It’s been nearly a month since my initial post, so I wanted to take some time to highlight the importance of backups.

I bring this up because I recently had to restore my router to a known good state due to a misconfiguration issue that disrupted my home network. My router was locked, and despite multiple attempts to restart and reconnect, nothing worked. Ultimately, I had to boot it into factory mode and restore from a backup. Fortunately, this downtime happened late at night and lasted only about 15 minutes.

Now that the introduction is out of the way, let’s dive into why backups are essential and how we should be managing them properly. My understanding is we can break the reason for backups into two categories, intentional and accidental.

As previously mentioned, accidental issues are one of the main reasons to maintain reliable backups. Even the most skilled administrators, despite their best intentions, can make mistakes that negatively impact critical business operations.

Beyond accidental errors, there’s also the risk of intentional harm caused by malicious insiders or external attackers. Ransomware is a prime example of this, as it can encrypt valuable data and demand payment for its release. We could also say a disgruntled employee intentionally avoiding an alarm is another good example.

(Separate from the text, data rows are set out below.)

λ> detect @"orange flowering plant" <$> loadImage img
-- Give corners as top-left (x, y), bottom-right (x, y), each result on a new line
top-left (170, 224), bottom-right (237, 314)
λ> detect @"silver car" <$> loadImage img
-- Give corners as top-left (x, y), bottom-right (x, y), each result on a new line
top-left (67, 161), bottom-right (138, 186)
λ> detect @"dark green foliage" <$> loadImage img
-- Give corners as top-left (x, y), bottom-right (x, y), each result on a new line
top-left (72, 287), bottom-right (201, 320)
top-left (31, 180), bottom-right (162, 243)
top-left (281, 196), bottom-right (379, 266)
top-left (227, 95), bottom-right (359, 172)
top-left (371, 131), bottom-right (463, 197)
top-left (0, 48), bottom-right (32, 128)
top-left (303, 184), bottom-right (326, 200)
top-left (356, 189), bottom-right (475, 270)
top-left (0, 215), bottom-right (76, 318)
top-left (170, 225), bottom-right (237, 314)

To protect against these risks, backups should be stored in a secure location, preferably offsite, and should be immutable—meaning they cannot be modified or deleted by anyone. Backups should follow a predetermined schedule, which should be established based on a Business Impact Assessment (BIA). This assessment helps identify the company’s most critical processes and assets, ensuring that backup frequency aligns with business needs.

For example, a system used for general marketing might not be severely affected if its backup is a week old. However, a system handling financial transactions requires frequent backups. Consider a company like Amazon, where an estimated 12 million transactions occur daily. A single hour of downtime could result in the loss of approximately 500,000 transactions.

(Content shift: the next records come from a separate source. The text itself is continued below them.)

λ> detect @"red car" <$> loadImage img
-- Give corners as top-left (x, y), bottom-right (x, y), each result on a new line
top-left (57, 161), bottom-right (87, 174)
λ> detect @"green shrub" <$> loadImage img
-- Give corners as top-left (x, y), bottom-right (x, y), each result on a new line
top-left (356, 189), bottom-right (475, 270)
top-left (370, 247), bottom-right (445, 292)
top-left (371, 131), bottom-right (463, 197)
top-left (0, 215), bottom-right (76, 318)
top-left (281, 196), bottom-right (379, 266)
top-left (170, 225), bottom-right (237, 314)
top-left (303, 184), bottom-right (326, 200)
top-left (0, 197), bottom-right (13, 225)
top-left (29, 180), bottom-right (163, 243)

To determine the appropriate backup frequency and recovery times, organizations rely on key metrics:

  • Recovery Point Objective (RPO): The maximum amount of data a company can afford to lose without severely impacting operations.
  • Service Delivery Objective: (SDO): Minimal level of services running during the time of outage
  • Recovery Time Objective (RTO): The targeted duration for restoring operations after an outage..
  • Maximum Tolerable Downtime (MTD): The longest amount of time a business can withstand an outage before experiencing irreversible damage.

In our previous Amazon example, leadership could determine that the business can afford to lose up to 50,000 transactions, which equates to approximately 6 minutes of downtime. This means Amazon’s RPO should be no more than 6 minutes to ensure minimal data loss.

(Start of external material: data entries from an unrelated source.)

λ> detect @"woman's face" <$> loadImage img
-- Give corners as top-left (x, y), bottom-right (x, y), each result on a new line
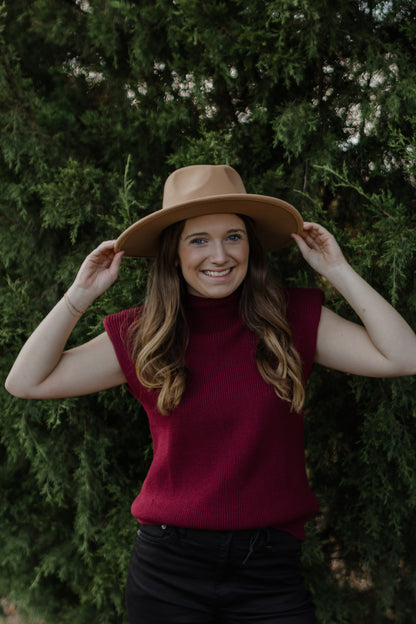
top-left (177, 213), bottom-right (249, 298)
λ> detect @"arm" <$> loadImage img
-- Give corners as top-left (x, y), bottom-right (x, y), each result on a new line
top-left (292, 223), bottom-right (416, 377)
top-left (5, 241), bottom-right (127, 399)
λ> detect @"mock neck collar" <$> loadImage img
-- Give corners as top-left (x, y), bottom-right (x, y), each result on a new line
top-left (186, 287), bottom-right (240, 308)
top-left (185, 288), bottom-right (242, 332)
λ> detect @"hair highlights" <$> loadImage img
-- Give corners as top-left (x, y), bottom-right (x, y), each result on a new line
top-left (238, 217), bottom-right (304, 412)
top-left (131, 217), bottom-right (304, 414)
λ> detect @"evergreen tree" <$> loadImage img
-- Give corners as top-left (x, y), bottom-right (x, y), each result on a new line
top-left (1, 1), bottom-right (415, 622)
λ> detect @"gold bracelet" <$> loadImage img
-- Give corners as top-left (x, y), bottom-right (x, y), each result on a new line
top-left (64, 292), bottom-right (87, 317)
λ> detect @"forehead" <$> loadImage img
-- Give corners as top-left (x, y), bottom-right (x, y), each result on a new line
top-left (182, 213), bottom-right (246, 234)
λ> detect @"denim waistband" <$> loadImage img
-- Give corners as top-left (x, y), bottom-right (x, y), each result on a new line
top-left (139, 524), bottom-right (300, 565)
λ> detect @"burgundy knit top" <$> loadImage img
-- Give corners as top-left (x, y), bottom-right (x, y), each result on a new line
top-left (103, 286), bottom-right (323, 540)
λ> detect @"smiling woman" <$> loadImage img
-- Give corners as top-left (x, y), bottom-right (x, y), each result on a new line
top-left (177, 213), bottom-right (249, 298)
top-left (131, 208), bottom-right (305, 418)
top-left (5, 164), bottom-right (416, 624)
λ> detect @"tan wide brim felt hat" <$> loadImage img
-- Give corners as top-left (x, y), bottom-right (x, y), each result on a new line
top-left (115, 164), bottom-right (303, 257)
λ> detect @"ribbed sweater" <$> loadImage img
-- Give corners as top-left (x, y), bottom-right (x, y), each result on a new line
top-left (103, 286), bottom-right (323, 540)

Meanwhile, their SDO may have them initiate other processes like diverting traffic to a failover facility that could handle a limited number of transactions, but would not be able to sustain the normal volume.

The RTO would be defined by the business in how quickly they need services restored in order to avoid extended disruption. The RTO should be set to ensure recovery is completed before reaching the MTD.

Finally, the Maximum Tolerable Downtime MTD would be a longer duration—representing the absolute limit Amazon can sustain before the outage causes severe business consequences. If the affected business process remains down beyond the MTD, the company would face significant operational and financial risks.

Backups are essential, and while this post covered key concepts related to one aspect of them, there are many other factors to consider. These include encrypting backups using strong encryption protocols, securing decryption keys, storing backups off-site, and utilizing the grandfather-father-son method. Perhaps I’ll dive into those topics another time.

Well that’s it for now, thanks for stopping by!